If I instead write a DDL operation like

con.sql("COPY (SELECT 1) TO file.csv")

My understanding is that even though this uses con.sql(), we evaluates this eagerly, because it's a DDL operation. But that means that the exact same operation is run again if .show() or .to_pandas() is added.

What I would like is some kind of detection whether con.sql() is being evaluated lazily or eagerly. If is lazy, then .to_pandas() can do what it needs to do to produce the expected output. If it is eager, then it should raise an error or at least a warning.

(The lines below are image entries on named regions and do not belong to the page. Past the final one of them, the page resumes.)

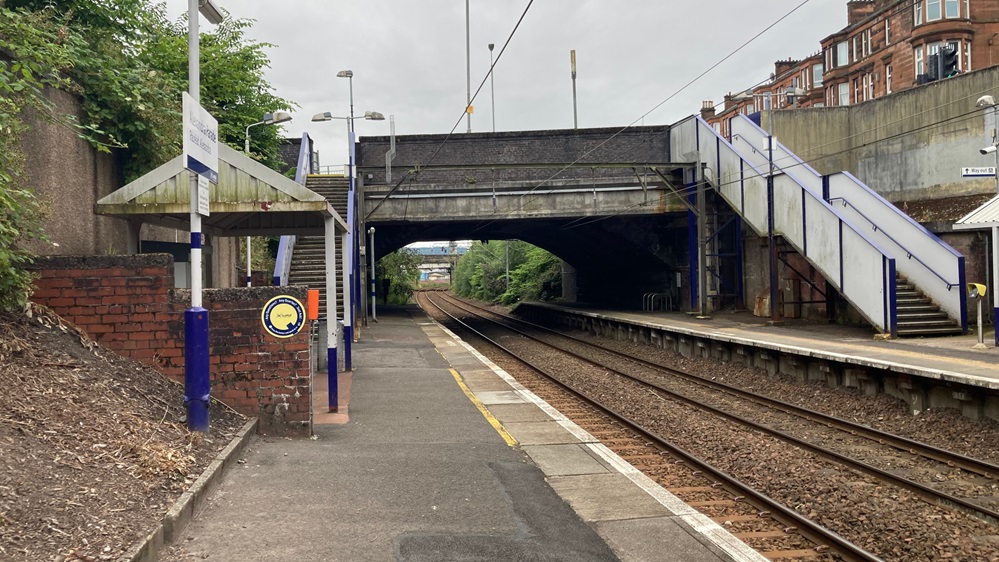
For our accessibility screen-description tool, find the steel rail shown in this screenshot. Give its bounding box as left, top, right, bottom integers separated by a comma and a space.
452, 294, 999, 479
440, 294, 999, 525
423, 291, 883, 562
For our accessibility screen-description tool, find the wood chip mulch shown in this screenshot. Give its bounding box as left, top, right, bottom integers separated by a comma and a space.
0, 308, 246, 561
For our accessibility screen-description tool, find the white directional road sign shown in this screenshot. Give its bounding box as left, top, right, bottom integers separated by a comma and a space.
961, 166, 996, 178
198, 175, 211, 217
184, 92, 219, 183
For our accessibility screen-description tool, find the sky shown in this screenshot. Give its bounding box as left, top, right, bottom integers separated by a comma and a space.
162, 0, 847, 166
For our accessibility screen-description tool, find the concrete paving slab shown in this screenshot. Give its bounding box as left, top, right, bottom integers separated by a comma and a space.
548, 474, 670, 521
459, 369, 510, 394
523, 444, 610, 476
475, 385, 527, 406
503, 421, 580, 446
595, 517, 729, 562
489, 403, 552, 424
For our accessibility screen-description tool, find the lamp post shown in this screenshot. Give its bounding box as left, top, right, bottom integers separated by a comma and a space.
489, 43, 496, 133
465, 0, 472, 133
975, 96, 999, 347
312, 109, 385, 371
184, 0, 222, 433
243, 111, 291, 287
368, 226, 378, 322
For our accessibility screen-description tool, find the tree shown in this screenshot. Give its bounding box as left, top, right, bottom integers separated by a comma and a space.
0, 0, 296, 181
451, 240, 562, 304
375, 248, 423, 304
0, 0, 294, 309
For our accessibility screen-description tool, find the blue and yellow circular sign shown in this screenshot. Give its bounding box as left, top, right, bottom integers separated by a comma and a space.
260, 295, 305, 338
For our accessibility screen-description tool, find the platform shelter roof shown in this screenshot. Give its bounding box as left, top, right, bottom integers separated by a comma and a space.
95, 143, 347, 236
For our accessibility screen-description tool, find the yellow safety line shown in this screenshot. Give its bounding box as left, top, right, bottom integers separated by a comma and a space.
448, 369, 517, 447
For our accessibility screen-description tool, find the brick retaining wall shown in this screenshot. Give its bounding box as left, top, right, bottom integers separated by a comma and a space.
32, 254, 312, 436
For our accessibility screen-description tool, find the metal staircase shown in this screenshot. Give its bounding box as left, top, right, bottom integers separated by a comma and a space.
288, 175, 350, 318
895, 275, 964, 337
669, 111, 967, 337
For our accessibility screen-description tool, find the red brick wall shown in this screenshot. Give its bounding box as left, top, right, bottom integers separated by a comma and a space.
32, 254, 312, 435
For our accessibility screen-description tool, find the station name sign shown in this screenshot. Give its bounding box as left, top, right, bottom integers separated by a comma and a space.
184, 92, 219, 183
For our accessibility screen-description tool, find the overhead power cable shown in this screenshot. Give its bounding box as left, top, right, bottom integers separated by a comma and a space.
464, 0, 811, 230
364, 0, 534, 220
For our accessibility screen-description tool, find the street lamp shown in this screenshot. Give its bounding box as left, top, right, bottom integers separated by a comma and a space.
975, 95, 999, 347
338, 70, 354, 132
368, 226, 378, 322
312, 109, 385, 371
243, 111, 291, 287
489, 43, 496, 133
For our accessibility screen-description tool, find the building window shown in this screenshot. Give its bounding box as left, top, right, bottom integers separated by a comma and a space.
833, 41, 850, 68
944, 0, 961, 18
926, 0, 941, 21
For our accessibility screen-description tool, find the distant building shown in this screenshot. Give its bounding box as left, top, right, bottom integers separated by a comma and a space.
701, 0, 999, 136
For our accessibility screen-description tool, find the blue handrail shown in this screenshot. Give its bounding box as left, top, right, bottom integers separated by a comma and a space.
829, 197, 960, 290
273, 133, 312, 286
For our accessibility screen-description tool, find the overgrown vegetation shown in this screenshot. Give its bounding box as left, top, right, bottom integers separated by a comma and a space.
451, 240, 562, 304
375, 248, 423, 304
0, 0, 294, 310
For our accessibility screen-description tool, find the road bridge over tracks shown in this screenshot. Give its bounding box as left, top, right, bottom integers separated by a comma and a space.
357, 116, 967, 336
357, 126, 708, 306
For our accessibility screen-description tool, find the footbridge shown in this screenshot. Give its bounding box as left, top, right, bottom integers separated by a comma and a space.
278, 116, 967, 336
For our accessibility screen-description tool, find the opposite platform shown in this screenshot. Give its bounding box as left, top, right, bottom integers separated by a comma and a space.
521, 303, 999, 389
161, 307, 763, 562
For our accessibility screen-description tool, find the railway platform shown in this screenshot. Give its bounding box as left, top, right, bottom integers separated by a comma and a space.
517, 303, 999, 420
160, 307, 764, 562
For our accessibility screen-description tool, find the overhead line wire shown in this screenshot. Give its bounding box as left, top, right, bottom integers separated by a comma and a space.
364, 0, 534, 219
464, 0, 811, 234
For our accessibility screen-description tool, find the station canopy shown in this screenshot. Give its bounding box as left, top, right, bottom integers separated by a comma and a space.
95, 143, 347, 236
954, 195, 999, 230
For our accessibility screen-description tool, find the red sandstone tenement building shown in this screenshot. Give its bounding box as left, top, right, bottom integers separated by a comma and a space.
701, 0, 999, 135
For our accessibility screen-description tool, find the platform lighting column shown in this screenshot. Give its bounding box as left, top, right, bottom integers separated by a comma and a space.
465, 0, 472, 133
368, 226, 378, 322
184, 0, 222, 433
489, 43, 496, 133
975, 95, 999, 348
336, 70, 356, 371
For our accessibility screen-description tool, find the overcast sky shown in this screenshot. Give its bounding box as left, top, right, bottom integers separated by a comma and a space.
165, 0, 847, 165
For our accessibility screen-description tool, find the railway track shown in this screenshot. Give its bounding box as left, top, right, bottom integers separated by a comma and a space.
420, 294, 999, 559
417, 291, 880, 561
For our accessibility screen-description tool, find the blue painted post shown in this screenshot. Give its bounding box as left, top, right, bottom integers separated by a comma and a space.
326, 217, 340, 412
184, 306, 211, 432
992, 225, 999, 348
340, 230, 354, 371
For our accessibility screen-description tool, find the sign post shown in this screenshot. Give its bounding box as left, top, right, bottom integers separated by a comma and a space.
183, 87, 219, 433
961, 166, 996, 178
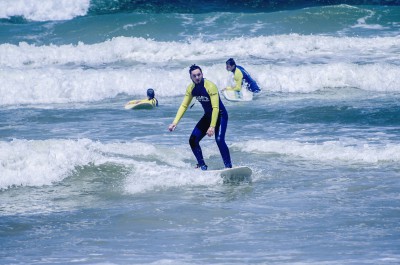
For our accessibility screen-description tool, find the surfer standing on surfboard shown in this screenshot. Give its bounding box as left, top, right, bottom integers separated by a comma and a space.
220, 58, 261, 97
168, 64, 232, 170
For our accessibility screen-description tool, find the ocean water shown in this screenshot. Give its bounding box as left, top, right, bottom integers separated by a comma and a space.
0, 0, 400, 265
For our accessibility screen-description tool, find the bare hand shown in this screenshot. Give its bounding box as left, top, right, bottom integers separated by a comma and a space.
207, 127, 215, 137
168, 123, 176, 132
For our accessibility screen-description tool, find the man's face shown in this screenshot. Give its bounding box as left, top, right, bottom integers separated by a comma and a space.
190, 69, 203, 85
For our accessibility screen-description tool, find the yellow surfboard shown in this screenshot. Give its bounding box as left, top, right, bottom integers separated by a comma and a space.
125, 99, 156, 109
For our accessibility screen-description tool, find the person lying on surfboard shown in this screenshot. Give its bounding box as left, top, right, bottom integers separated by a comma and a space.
125, 88, 158, 109
224, 58, 261, 98
168, 64, 232, 170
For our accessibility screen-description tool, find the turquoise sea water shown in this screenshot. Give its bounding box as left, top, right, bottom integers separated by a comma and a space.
0, 0, 400, 265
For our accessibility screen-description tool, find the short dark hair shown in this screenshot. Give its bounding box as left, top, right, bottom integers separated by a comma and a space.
226, 58, 236, 66
189, 64, 203, 75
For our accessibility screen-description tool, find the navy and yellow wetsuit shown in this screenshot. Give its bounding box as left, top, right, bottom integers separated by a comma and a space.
173, 79, 232, 168
227, 65, 261, 93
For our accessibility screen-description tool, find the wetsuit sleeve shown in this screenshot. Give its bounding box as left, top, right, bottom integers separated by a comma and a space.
205, 80, 219, 127
227, 68, 243, 91
172, 85, 193, 124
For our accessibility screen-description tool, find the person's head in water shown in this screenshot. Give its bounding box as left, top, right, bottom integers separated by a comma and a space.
226, 58, 236, 72
147, 88, 155, 99
189, 64, 203, 84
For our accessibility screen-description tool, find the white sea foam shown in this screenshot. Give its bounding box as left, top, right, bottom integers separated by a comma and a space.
0, 34, 400, 68
0, 139, 188, 189
0, 136, 400, 190
0, 0, 90, 21
0, 35, 400, 105
0, 63, 400, 105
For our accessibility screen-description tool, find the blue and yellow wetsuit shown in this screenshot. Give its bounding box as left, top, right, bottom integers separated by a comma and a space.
227, 65, 261, 93
173, 79, 232, 168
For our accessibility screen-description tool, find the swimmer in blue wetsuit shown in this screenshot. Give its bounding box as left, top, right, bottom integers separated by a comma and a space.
168, 64, 232, 170
225, 58, 261, 93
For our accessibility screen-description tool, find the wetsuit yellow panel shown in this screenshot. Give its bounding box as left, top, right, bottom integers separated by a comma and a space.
173, 79, 219, 127
226, 67, 243, 91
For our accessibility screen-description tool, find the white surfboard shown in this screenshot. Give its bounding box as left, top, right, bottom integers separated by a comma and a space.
208, 166, 253, 183
222, 88, 253, 101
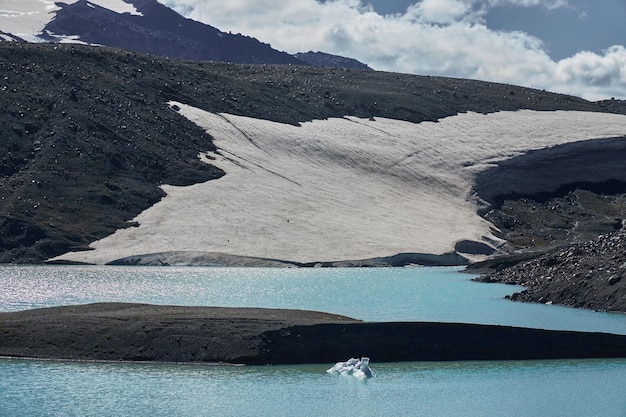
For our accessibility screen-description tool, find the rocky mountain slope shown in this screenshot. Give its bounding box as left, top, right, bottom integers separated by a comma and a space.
0, 0, 368, 69
0, 42, 626, 311
0, 43, 619, 262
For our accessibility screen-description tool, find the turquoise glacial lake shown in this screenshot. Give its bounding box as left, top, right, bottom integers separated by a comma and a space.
0, 266, 626, 417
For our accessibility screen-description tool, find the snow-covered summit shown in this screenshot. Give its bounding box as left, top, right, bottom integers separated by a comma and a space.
0, 0, 142, 42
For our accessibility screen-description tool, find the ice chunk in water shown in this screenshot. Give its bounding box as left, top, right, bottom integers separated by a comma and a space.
326, 357, 374, 379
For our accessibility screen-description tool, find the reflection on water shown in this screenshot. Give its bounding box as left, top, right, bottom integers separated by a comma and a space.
0, 266, 626, 334
0, 266, 626, 417
0, 360, 626, 417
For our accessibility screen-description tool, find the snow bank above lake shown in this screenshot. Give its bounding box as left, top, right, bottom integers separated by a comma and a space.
47, 102, 626, 263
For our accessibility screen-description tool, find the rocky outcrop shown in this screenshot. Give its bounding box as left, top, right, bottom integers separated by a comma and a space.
43, 0, 304, 65
6, 42, 624, 263
478, 229, 626, 312
0, 303, 626, 365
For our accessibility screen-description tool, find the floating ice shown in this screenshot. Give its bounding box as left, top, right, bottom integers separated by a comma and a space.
326, 357, 374, 379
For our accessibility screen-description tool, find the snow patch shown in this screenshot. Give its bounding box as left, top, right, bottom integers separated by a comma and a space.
0, 0, 142, 42
89, 0, 143, 16
47, 107, 626, 263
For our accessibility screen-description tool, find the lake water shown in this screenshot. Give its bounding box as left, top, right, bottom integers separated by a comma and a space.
0, 266, 626, 417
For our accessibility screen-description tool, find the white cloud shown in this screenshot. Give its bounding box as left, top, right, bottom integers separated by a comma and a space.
161, 0, 626, 99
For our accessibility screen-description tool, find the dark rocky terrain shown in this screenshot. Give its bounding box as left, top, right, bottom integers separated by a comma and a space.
0, 303, 626, 365
0, 43, 623, 263
0, 42, 626, 311
43, 0, 304, 65
294, 51, 372, 71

I think what I'm missing is what actually happens when .show() or .to_pandas() is called.

tychoish commented 1 week ago

If it is eager, then it should raise an error or at least a warning. I think what I'm missing is what actually happens when .show() or .to_pandas() is called.

Basically, (at least on the rust side) all method on the connection object including .sql() return an Operation object, which doesn't execute until it's resolved (show()/to_<output>()), and can then execute multiple times. If it's a DDL operation we run it first but then return the object.

All Operation can be read as Tables in later statement (referenced by the same variable name in a query"), and so they need to be re-runable, including operations that are created with execute(). This is all very high level, and happens (in rust) but above the entire execution layer: we can annotate the ones that were DDLs and passed in as SQL, but we that might miss DDLs passed in as .execute() so it gets a bit delicate.